I think writing letters like these is pointless, and I have no intention of writing one. But if I were to do so, this is what I would say;
I am writing to suggest improvements to the DEA drug scheduling process based on what I have observed during the still ongoing scheduling of Belviq, an obesity drug owned by Arena Pharmaceuticals for which Eisai Inc has the US marketing rights. I must at this stage declare that I have a financial stake in the outcome of the DEA's activities, in that I own stock in Arena.
At present, the final phase in the scheduling of Belviq, the DEA's review of comments posted by the public on the Federal Register, has lasted xx days, which is far longer than normal. I believe that the length of this phase is at least in part attributable to a subset of comments requesting a more stringent set of restrictions be applied to how Belviq is marketed. There is credible evidence that some of those comments, particularly the most substantive ones, were made by investors in, or employees of, a company that markets a rival obesity drug. I also note that these comments, with one exception, were anonymous.

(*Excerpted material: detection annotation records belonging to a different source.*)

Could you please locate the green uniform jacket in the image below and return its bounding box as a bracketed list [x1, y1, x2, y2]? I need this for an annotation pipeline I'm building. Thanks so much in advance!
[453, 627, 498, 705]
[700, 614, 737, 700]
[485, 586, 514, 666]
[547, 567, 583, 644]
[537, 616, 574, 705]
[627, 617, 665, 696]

Such events highlight a serious flaw in the drug scheduling process that could affect future drugs if similar delaying tactics were to become routinely used by people or institutions with a financial stake in creating such a delay.
I would, therefore, like to propose that the DEA changes its scheduling processes as follows: 1) Comments on the Federal Register should only be allowed, or taken into account, if they are made under a verifiable name and affiliation (accessible to DEA officials); 2) Any comments must be accompanied by a legally valid conflict of interest declaration outlining any financial stake the commenter has, or could be perceived to have, in the outcome of the scheduling process.

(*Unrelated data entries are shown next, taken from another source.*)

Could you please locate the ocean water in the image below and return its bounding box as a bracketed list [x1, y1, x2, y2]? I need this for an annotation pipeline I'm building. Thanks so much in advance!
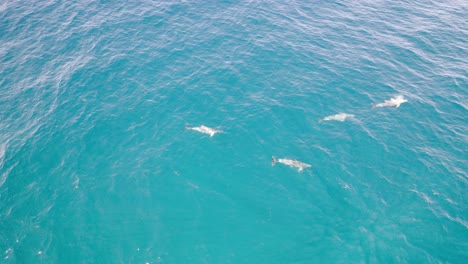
[0, 0, 468, 263]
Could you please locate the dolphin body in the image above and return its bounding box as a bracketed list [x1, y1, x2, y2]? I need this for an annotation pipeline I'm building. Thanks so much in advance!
[319, 113, 354, 122]
[372, 95, 408, 108]
[271, 157, 312, 172]
[185, 124, 223, 137]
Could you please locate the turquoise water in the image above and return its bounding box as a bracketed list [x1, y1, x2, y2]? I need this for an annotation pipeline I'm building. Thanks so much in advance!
[0, 0, 468, 263]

Had these regulations had been in place now, I believe Belviq would already have been scheduled and on sale. Introducing them would prevent future abuses
1) Qsymia doesn't cause heart problems, in fact cardiac health improves with Qsymia, as reported in the American Journal of Cardiology
""This provides clear evidence that patients with hypertension or high cholesterol treated with Qsymia for one year experienced significant weight loss and clinically meaningful improvements in their underlying cardiovascular risk factors," said Suzanne Oparil, M.D., Director of the Vascular Biology and Hypertension Program, University of Alabama at Birmingham, and an investigator in the study. "The ability to improve underlying risk factors is another reason physicians should proactively discuss the medical treatment of obesity with their patients who have failed lifestyle modification alone."
2) Belviq may cause birth defects, nobody knows because the few dozen live births recorder by women while on Lorcaserin in trials was too small of a sample size to draw any conclusions one way or another. Of the few dozen live births in the Qsymia/qnexa there were no birth defects and the risk is presumed to be lower on Qsymia then the 3 to 4 times higher dose of topiramate epilepsy patients take.